Thanks to pull requests changing standards is easier too. Drive-by-grammar-fixes are a thing now and “good first bug” issue labels help you get started with contributing. Not all groups have adopted one-repository-per-standard yet which can make it a little trickier to contribute to CSS for instance, but hopefully they’ll get there too.

(See also: my reminder on the WHATWG blog that WHATWG standards are developed on GitHub.)

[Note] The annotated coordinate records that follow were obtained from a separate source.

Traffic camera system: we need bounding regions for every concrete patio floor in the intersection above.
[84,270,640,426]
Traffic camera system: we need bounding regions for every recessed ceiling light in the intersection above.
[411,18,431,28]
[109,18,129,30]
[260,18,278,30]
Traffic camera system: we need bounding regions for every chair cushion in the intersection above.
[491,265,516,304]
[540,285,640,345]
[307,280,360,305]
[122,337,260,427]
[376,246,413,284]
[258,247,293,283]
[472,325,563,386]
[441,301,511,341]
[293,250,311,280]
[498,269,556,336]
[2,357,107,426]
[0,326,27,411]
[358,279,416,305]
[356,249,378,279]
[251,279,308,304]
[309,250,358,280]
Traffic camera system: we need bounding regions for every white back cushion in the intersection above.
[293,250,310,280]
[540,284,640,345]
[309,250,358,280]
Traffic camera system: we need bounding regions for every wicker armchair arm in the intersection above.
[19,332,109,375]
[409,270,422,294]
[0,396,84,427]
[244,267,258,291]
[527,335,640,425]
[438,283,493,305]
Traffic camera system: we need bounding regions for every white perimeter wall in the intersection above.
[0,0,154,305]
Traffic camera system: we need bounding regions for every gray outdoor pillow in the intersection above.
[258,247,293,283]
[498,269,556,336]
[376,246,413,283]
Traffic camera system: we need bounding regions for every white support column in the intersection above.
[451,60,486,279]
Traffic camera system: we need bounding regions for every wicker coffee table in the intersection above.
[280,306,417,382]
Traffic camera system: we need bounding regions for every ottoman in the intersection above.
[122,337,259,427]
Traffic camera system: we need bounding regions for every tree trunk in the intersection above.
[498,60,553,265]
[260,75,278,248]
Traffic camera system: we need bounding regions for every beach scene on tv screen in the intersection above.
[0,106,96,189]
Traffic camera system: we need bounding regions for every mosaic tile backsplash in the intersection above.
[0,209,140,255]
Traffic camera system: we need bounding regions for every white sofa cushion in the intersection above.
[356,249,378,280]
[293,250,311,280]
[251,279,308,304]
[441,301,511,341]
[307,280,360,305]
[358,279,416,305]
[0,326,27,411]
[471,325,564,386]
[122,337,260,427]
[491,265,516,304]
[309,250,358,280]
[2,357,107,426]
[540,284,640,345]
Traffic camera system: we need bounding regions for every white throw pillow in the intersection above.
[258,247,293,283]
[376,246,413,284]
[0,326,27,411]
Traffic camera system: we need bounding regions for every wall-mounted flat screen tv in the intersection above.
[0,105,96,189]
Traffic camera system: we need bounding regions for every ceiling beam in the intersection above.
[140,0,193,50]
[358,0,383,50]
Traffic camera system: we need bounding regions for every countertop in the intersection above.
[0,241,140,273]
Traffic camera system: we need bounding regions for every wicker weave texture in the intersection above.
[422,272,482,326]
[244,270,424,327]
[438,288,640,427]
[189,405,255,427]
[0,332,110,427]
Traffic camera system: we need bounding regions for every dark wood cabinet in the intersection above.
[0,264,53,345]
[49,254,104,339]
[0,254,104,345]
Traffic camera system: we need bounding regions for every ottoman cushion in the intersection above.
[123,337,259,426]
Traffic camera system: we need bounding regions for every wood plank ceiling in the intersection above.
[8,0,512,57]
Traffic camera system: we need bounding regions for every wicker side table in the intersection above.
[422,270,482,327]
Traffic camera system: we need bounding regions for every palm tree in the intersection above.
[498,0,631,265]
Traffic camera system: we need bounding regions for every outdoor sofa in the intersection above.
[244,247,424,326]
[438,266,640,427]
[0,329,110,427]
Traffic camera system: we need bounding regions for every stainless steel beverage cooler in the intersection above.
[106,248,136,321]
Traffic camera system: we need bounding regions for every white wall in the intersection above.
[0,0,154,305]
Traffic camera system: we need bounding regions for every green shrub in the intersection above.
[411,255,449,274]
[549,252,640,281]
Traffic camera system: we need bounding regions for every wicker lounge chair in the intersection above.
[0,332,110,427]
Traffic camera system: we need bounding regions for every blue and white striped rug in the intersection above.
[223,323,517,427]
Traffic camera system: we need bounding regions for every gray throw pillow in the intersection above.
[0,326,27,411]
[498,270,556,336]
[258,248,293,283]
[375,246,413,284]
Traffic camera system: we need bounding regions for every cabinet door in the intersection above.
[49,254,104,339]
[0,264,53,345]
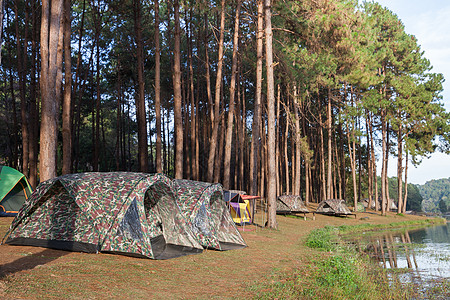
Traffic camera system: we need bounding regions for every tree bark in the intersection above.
[0,0,6,65]
[39,0,63,181]
[134,0,148,173]
[223,0,242,189]
[207,0,225,182]
[250,0,264,195]
[264,0,278,229]
[154,0,163,173]
[397,118,403,213]
[62,0,72,175]
[173,0,183,179]
[327,88,333,199]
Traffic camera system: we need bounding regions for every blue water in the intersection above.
[352,223,450,283]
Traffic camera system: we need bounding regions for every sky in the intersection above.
[370,0,450,184]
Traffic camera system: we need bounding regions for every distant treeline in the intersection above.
[417,178,450,213]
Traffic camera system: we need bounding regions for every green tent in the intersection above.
[173,179,247,250]
[0,166,31,216]
[5,172,203,259]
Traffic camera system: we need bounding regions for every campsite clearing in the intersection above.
[0,205,442,299]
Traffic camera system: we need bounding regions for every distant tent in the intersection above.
[316,199,356,216]
[277,195,309,215]
[361,198,398,211]
[0,166,31,216]
[173,179,247,250]
[223,190,259,225]
[5,172,203,259]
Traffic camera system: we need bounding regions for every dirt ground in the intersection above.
[0,207,438,299]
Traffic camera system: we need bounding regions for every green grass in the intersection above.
[253,219,449,299]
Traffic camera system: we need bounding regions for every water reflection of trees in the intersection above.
[357,232,423,284]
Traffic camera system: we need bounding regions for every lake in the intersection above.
[350,223,450,299]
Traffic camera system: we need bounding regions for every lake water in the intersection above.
[351,222,450,289]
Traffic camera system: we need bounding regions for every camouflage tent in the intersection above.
[5,172,203,259]
[277,195,309,214]
[316,199,354,216]
[173,179,247,250]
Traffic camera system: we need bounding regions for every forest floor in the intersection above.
[0,207,440,299]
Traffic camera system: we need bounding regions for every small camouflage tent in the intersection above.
[0,166,31,216]
[5,172,203,259]
[173,179,247,250]
[277,195,309,215]
[316,199,354,216]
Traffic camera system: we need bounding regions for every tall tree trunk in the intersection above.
[207,0,225,182]
[0,0,6,65]
[398,150,408,213]
[264,0,278,228]
[154,0,163,173]
[327,88,333,199]
[92,2,102,171]
[293,86,302,195]
[283,91,291,195]
[188,8,198,180]
[381,111,387,215]
[14,1,29,177]
[39,0,63,181]
[366,111,374,209]
[134,0,148,173]
[223,0,241,189]
[173,0,183,179]
[250,0,264,195]
[397,122,403,213]
[27,1,39,189]
[62,0,72,175]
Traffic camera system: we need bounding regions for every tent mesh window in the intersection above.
[118,199,144,241]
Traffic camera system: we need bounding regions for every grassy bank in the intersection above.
[255,219,449,299]
[0,212,444,299]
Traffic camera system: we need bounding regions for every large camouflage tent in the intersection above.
[316,199,354,216]
[277,195,309,215]
[173,179,247,250]
[5,172,203,259]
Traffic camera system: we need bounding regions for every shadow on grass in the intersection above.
[0,249,69,279]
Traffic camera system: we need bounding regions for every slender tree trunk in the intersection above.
[39,0,63,181]
[0,0,6,65]
[14,1,29,177]
[134,0,148,173]
[293,86,302,195]
[173,0,183,179]
[223,0,242,189]
[92,3,102,171]
[397,122,403,213]
[250,0,264,195]
[398,150,408,213]
[327,88,333,199]
[27,1,39,189]
[188,8,198,180]
[284,95,290,195]
[62,0,72,175]
[207,0,225,182]
[154,0,163,173]
[318,113,327,200]
[264,0,278,228]
[381,111,387,215]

Andrew pointed out webrender yesterday. A new rendering technology for CSS from the folks that are reinventing C++ with Rust and browsers with Servo. There is a great talk about this technology by Patrick Walton. It is worth watching in its entirety, but 26 minutes in has the examples. The key insight is that using a retained mode approach to rendering CSS is much more efficient than an immediate mode approach. The latter is what browsers have been using thus far and makes sense for the canvas element (which offers an immediate mode rendering API), but is apparently suboptimal when talking to the GPU. Patrick mentioned this was pointed out back in 2012 by Mark J. Kilgard and Jeff Bolz from NVIDIA in a paper titled GPU-accelerated Path Rendering: We believe web browsers should behave more like video games in this respect to exploit the GPU.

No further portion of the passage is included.